Meritoriamente, il sito roars.it pubblica le bozze di intesa datate 16 maggio, che il Dipartimento affari giuridici e legislativi aveva colpito e affondato nell’appunto consegnato al presidente del Consiglio Conte. Tre corposi faldoni, di 68 pagine per Veneto e Lombardia, e 62 per l’Emilia-Romagna. La sintesi è quanto mai semplice: a meno di una radicale riscrittura, con l’approvazione delle intese lo Stato in queste tre regioni – l’Emilia-Romagna segue le altre a ruota – sostanzialmente chiude i battenti, sostituito da una sorta di aggregazione di staterelli indipendenti. La Repubblica una e indivisibile è consegnata all’archivio della storia.
L’unità ha fondamenti immateriali e materiali. Quelli immateriali sono essenzialmente culturali, e sono primariamente affidati alla scuola, nazionale e pubblica. Nelle intese con Veneto e Lombardia viene smantellata. Di questo si parla altrove in questa stessa pagina. Ma altrettanto importanti sono i fondamenti materiali: le infrastrutture, la distribuzione delle risorse pubbliche.
Quanto alle infrastrutture, lo shopping è completo. A una prima lettura della bozza per il Veneto tra le parti già concordate e quelle ulteriormente chieste dalla regione, ad esempio, troviamo: trasferimento al demanio regionale della rete stradale nazionale; subentro nelle concessioni delle tratte comprese nel territorio veneto della rete autostradale nazionale, con trasferimento al demanio e al patrimonio indisponibile e disponibile della Regione alla scadenza delle concessioni; trasferimento al demanio della Regione degli aeroporti nazionali; subentro nelle concessioni statali di rete ferroviaria complementare; approvazione delle infrastrutture strategiche di interesse regionale nonché, di intesa con il governo, di quelle strategiche di competenza statale, ivi inclusa la relativa procedura di Via.
Sulle risorse, rimane il meccanismo di privilegio fiscale che parte da una spesa storica distorsiva a danno del Sud, passa per un transitorio di Lep (livelli essenziali delle prestazioni) e fabbisogni standard mai fin qui stabiliti perché avrebbero comportato – e comporterebbero anche oggi – un inatteso e politicamente insostenibile riequilibrio a favore del Mezzogiorno, e approda a un valore nazionale medio che la ministra Stefani ha taroccato riferendolo alla sola spesa delle amministrazioni centrali.

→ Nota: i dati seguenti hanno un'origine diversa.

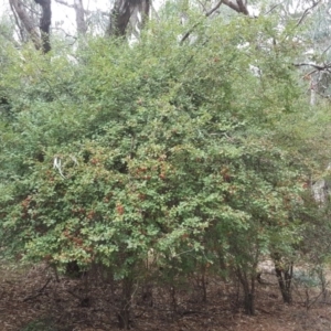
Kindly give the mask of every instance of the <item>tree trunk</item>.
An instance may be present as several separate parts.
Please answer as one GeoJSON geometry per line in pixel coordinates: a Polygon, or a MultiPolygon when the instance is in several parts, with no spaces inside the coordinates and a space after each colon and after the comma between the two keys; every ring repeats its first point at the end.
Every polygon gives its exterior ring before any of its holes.
{"type": "Polygon", "coordinates": [[[41,39],[36,25],[32,18],[28,14],[25,8],[20,0],[10,0],[11,9],[18,14],[20,21],[28,31],[30,39],[32,40],[36,50],[41,49],[41,39]]]}
{"type": "Polygon", "coordinates": [[[76,24],[77,24],[77,32],[81,35],[85,35],[87,31],[87,25],[85,22],[85,11],[83,7],[82,0],[75,0],[75,12],[76,12],[76,24]]]}
{"type": "Polygon", "coordinates": [[[36,50],[42,50],[43,53],[51,51],[50,28],[52,20],[51,0],[34,0],[42,8],[42,17],[40,19],[40,32],[32,17],[29,15],[21,0],[10,0],[11,9],[18,14],[24,29],[28,31],[36,50]]]}
{"type": "Polygon", "coordinates": [[[126,277],[121,281],[121,307],[118,313],[119,328],[128,330],[130,328],[130,308],[132,296],[132,279],[126,277]]]}
{"type": "MultiPolygon", "coordinates": [[[[141,14],[141,24],[148,19],[150,0],[116,0],[110,13],[110,22],[106,34],[124,36],[132,15],[141,14]]],[[[136,20],[137,21],[137,20],[136,20]]]]}
{"type": "Polygon", "coordinates": [[[42,8],[42,17],[40,19],[40,30],[43,53],[51,51],[50,28],[52,22],[51,0],[34,0],[42,8]]]}
{"type": "Polygon", "coordinates": [[[255,275],[248,276],[245,270],[237,269],[237,277],[244,290],[244,309],[249,316],[255,314],[255,275]]]}
{"type": "Polygon", "coordinates": [[[276,271],[279,289],[282,296],[282,301],[285,303],[291,303],[292,302],[291,280],[293,275],[293,264],[290,263],[288,266],[284,266],[278,255],[276,255],[276,257],[274,256],[274,261],[275,261],[275,271],[276,271]]]}

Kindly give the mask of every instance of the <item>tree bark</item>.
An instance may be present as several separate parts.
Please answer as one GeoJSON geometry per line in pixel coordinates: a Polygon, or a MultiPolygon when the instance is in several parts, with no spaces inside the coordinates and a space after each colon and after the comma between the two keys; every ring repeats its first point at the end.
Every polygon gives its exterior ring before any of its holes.
{"type": "Polygon", "coordinates": [[[34,0],[42,8],[42,17],[40,19],[40,30],[43,53],[51,51],[50,28],[52,22],[51,0],[34,0]]]}
{"type": "Polygon", "coordinates": [[[21,0],[9,0],[12,10],[18,14],[20,21],[24,25],[30,39],[36,50],[42,50],[43,53],[51,51],[50,28],[52,20],[51,0],[34,0],[42,8],[42,17],[40,19],[40,31],[23,7],[21,0]]]}
{"type": "Polygon", "coordinates": [[[274,263],[282,301],[290,305],[292,303],[291,281],[293,265],[290,263],[288,266],[284,266],[278,254],[274,255],[274,263]]]}
{"type": "Polygon", "coordinates": [[[36,25],[34,24],[31,17],[28,14],[25,8],[22,6],[20,0],[10,0],[11,8],[15,11],[18,14],[20,21],[24,25],[25,30],[28,31],[28,34],[30,39],[32,40],[34,46],[36,50],[40,50],[41,44],[41,38],[38,31],[36,25]]]}
{"type": "Polygon", "coordinates": [[[128,330],[130,328],[130,308],[132,296],[132,279],[126,277],[121,281],[121,307],[118,313],[119,328],[128,330]]]}

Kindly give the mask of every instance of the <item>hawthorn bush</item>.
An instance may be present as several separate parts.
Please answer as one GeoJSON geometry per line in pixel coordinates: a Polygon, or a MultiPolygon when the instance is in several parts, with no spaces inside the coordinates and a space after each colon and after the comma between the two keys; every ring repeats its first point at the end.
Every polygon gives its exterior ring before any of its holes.
{"type": "Polygon", "coordinates": [[[134,44],[8,49],[0,74],[10,100],[3,248],[60,269],[110,267],[124,328],[132,286],[149,273],[164,284],[197,270],[236,275],[254,313],[258,260],[292,256],[305,225],[309,156],[280,132],[293,117],[300,130],[309,110],[291,29],[239,18],[209,21],[180,43],[183,33],[169,20],[134,44]],[[145,270],[150,252],[161,269],[145,270]]]}

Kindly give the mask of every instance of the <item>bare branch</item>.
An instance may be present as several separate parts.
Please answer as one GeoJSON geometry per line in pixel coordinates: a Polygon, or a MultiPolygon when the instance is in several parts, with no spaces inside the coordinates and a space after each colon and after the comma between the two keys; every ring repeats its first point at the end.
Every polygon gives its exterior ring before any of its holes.
{"type": "Polygon", "coordinates": [[[24,28],[26,29],[36,50],[41,49],[41,39],[38,29],[31,17],[26,13],[20,0],[10,0],[10,6],[14,9],[24,28]]]}
{"type": "Polygon", "coordinates": [[[242,0],[236,0],[236,3],[231,0],[223,0],[222,2],[236,12],[243,13],[245,15],[249,14],[246,4],[244,4],[242,0]]]}
{"type": "Polygon", "coordinates": [[[306,19],[306,17],[308,17],[308,14],[310,13],[310,11],[311,11],[312,9],[314,9],[320,2],[321,2],[321,0],[318,0],[317,2],[313,2],[313,4],[312,4],[311,7],[307,8],[307,9],[303,11],[301,18],[299,19],[299,21],[298,21],[298,23],[297,23],[297,26],[299,26],[299,25],[303,22],[303,20],[306,19]]]}
{"type": "MultiPolygon", "coordinates": [[[[221,0],[217,2],[217,4],[212,8],[209,12],[205,13],[205,17],[209,18],[213,12],[215,12],[220,7],[221,4],[224,2],[224,0],[221,0]]],[[[191,35],[191,33],[194,31],[194,29],[200,24],[200,22],[195,23],[181,39],[180,41],[180,45],[183,44],[183,42],[191,35]]]]}
{"type": "Polygon", "coordinates": [[[67,3],[66,1],[63,1],[63,0],[55,0],[55,2],[64,4],[64,6],[70,7],[70,8],[75,8],[74,4],[70,4],[70,3],[67,3]]]}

Andava invece legato alle complessive risorse pubbliche destinate al territorio, per cui il Nord è in cima alle classifiche. Si prevedono anche numerose riserve a favore della regione. Un indiscutibile privilegio fiscale.
Si aggiungono poi infinite altre cose: assunzione di vigili del fuoco, rischio sismico, regionalizzazione delle soprintendenze, programmazione di quote di ingresso di cittadini extracomunitari, previdenza integrativa, sostegno alle imprese, ricerca aerospaziale e quant’altro. La domanda è: cosa ha a che fare tutto questo con le «forme e condizioni particolari di autonomia» di cui all’articolo 116, comma 3 della Costituzione? Ovviamente, nulla.
Alla Padania secessionista di Bossi si è sostituito un «grande Nord» separatista. Un continuum di regioni composto da tre speciali (Friuli, Trentino, Val d’Aosta) e da cinque ordinarie che vogliono raggiungere un regime di simil-specialità attraverso l’articolo 116 (Veneto, Lombardia, Piemonte, Liguria, Emilia-Romagna). Una via incostituzionale per il miraggio di agganciarsi all’Europa forte, a spese del resto del paese. Una via sulla quale un effetto domino inevitabile sulle altre regioni frantumerebbe l’unità.
Il presidente della regione Emilia-Romagna Bonaccini dice di temere che l’autonomia diventi una barzelletta. Ma è lui, con gli altri due governatori, a voler rendere l’Italia unita una barzelletta.